Wednesday, June 6, 2012

Literal (or A Brief Explanation of the Eucharist)

"Joe, we don't really, literally, believe that the Eucharist is the Body and Blood of Christ.  I mean, if I smuggled a host away from Mass one day, gave it to a team of top notch scientists to analyze in a lab, they're going to see bread in their microscopes and in their analyzers.  Bread, not flesh or blood.  So it can't literally be Jesus's body, it's only symbolic.  Right?"

This lovely question came to me from a good friend who found the notion of the Eucharist rather fascinating.  I gave him a brief explanation of the metaphysics of the Eucharist, but he asked for me to blog about it.  Probably so he can refer to it, reference it, etc. etc.  So here's your post, you who know who you are:

The answer to your question lies in the term "literal."  You asked if the Eucharist is literally the Body and Blood of Jesus Christ, which is a really good question to ask.  The answer to this question is the pivotal point of all Catholicism, so it's certainly worth a look.  But first and foremost, let's examine the term "literal".  I can imagine that you, along with most people, define literal as empirically true, that is, as scientifically verifiable.  A zoink is literally a zoink to the extent that it has the scientific attributes of a zoink.  If a said object doesn't have the scientific attributes of a zoink, then it is not literally a zoink.  This scientific notion of literal is very good and very practical.  However, I don't think it suffices to be considered as "literal," at least not in the pure sense that we seek to obtain.

Let's look at a tree.  How do you recognize it to be a tree, and not, say, an elephant or a bush or great-aunt Tilda.  All four things are material, yet all four are different.  We recognize their differences not because of the tree itself, but of the qualities of the tree.  These qualities of the match our knowledge of trees and show us that the object we see is a tree and not our dearest great-aunt Tilda.  "But Joe," you ask, "Isn't this confusing example the same thing as the scientific notion of literal you discussed above?"  Great question!  No,  it is not, and here's why:  Reduction and Abstraction.  Allow me to explain.  Reduce the tree to its components:  Trunk, branches, leaves, roots.  Reduce those further:  Cells.  Reduces those even further:  Molecules, atoms, subatomic particles, and whatever other quantum-mechanical divisions you please.  Along each step of the reduction process, you'll have me, asking "Well how do you know that x is x and not y, z, or q?"  And, in your purely scientific explanation of the problem, you'll keep reducing until you can no longer reduce, at which point I'll still be asking "But how do you know that its a quantum of energy (or whatever else it may be reduced to)?" And eventually, either at the end of the reduction process or somewhere within it, you have to appeal to an abstract, immaterial concept that corresponds to and identifies the thing in question.  This immaterial, abstract quality can be called the "essence" of whatever it is you happen to be studying.  Its the immaterial quality that makes a zoink a zoink, a tree a tree, and your great aunt Tilda Tilda.  (Read that last sentence aloud if it confused you.)

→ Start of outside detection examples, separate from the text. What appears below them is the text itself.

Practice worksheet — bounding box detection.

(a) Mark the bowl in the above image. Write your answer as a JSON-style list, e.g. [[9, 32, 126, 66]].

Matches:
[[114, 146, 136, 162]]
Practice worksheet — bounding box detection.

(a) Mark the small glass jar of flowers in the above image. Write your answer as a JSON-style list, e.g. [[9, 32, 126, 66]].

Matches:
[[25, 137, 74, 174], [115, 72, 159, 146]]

If you're confused, ask this guy.
He's the last guy who really understood
this metaphysical stuff.
 Now, any materialist (those who believe that the material world is all that exists) readers are probably fuming right now, because I just made the entire material world reducible to immaterial essences.  Also, anyone who  really disliked philosophy is either no longer reading and not really understanding what it is I'm trying to express.  Sorry, I'll try harder next time to simplify all this.  But for now, back to defining "literal".

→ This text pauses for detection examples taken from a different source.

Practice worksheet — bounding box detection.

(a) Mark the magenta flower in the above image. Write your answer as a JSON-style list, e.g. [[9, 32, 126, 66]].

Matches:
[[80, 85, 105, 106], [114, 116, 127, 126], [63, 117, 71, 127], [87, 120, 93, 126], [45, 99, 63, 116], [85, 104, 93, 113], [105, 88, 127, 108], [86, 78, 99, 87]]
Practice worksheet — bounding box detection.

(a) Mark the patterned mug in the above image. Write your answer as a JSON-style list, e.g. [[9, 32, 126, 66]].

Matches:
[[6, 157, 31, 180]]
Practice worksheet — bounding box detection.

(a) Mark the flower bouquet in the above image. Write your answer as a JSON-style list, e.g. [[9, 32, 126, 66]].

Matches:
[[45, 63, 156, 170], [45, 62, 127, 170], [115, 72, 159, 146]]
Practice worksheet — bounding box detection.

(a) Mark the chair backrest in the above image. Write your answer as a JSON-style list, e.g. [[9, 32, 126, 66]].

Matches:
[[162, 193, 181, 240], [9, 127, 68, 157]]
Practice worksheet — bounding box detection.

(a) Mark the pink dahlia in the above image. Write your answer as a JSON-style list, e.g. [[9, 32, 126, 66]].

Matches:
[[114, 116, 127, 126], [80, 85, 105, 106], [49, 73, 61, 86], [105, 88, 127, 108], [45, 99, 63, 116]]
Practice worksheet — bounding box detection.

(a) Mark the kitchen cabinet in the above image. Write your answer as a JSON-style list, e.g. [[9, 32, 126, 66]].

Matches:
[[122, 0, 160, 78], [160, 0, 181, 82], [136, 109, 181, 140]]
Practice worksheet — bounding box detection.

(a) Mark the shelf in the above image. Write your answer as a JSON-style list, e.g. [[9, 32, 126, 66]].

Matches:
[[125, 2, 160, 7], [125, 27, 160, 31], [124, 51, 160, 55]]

When I say that a zoink is literally a zoink, I mean that it has the essence of zoink.  It has "zoinkness". Because everything is ultimately reduced and abstracted to essence, saying something is "literally" this or that depends less on the science and more on the essence (although science is a pretty good indicator of essence most times).  So when I say that the Eucharist is literally the Body and Blood of Jesus Christ, I mean so in the purest, most essential way.  The Eucharist is not scientifically the Body of Christ (or at least not usually).  But it can very well be (as Catholics certainly believe it is) the Body of Jesus Christ.  By the Holy Spirit, through the Priest, the essence of the bread and wine are changed into the Body and Blood of Christ, so much so that, while our senses and sciences still perceive bread and wine, these are merely the accidents, a sort of physical illusion that conceals from us the reality of the Presence of Jesus Christ in the Eucharist.  By all scientific standards, there is bread and wine.  But literally, there is Jesus Christ, present in the accident of bread and wine, and thank God for that.

More may come, more may not.  Depends on the sorts of questions I'm posed.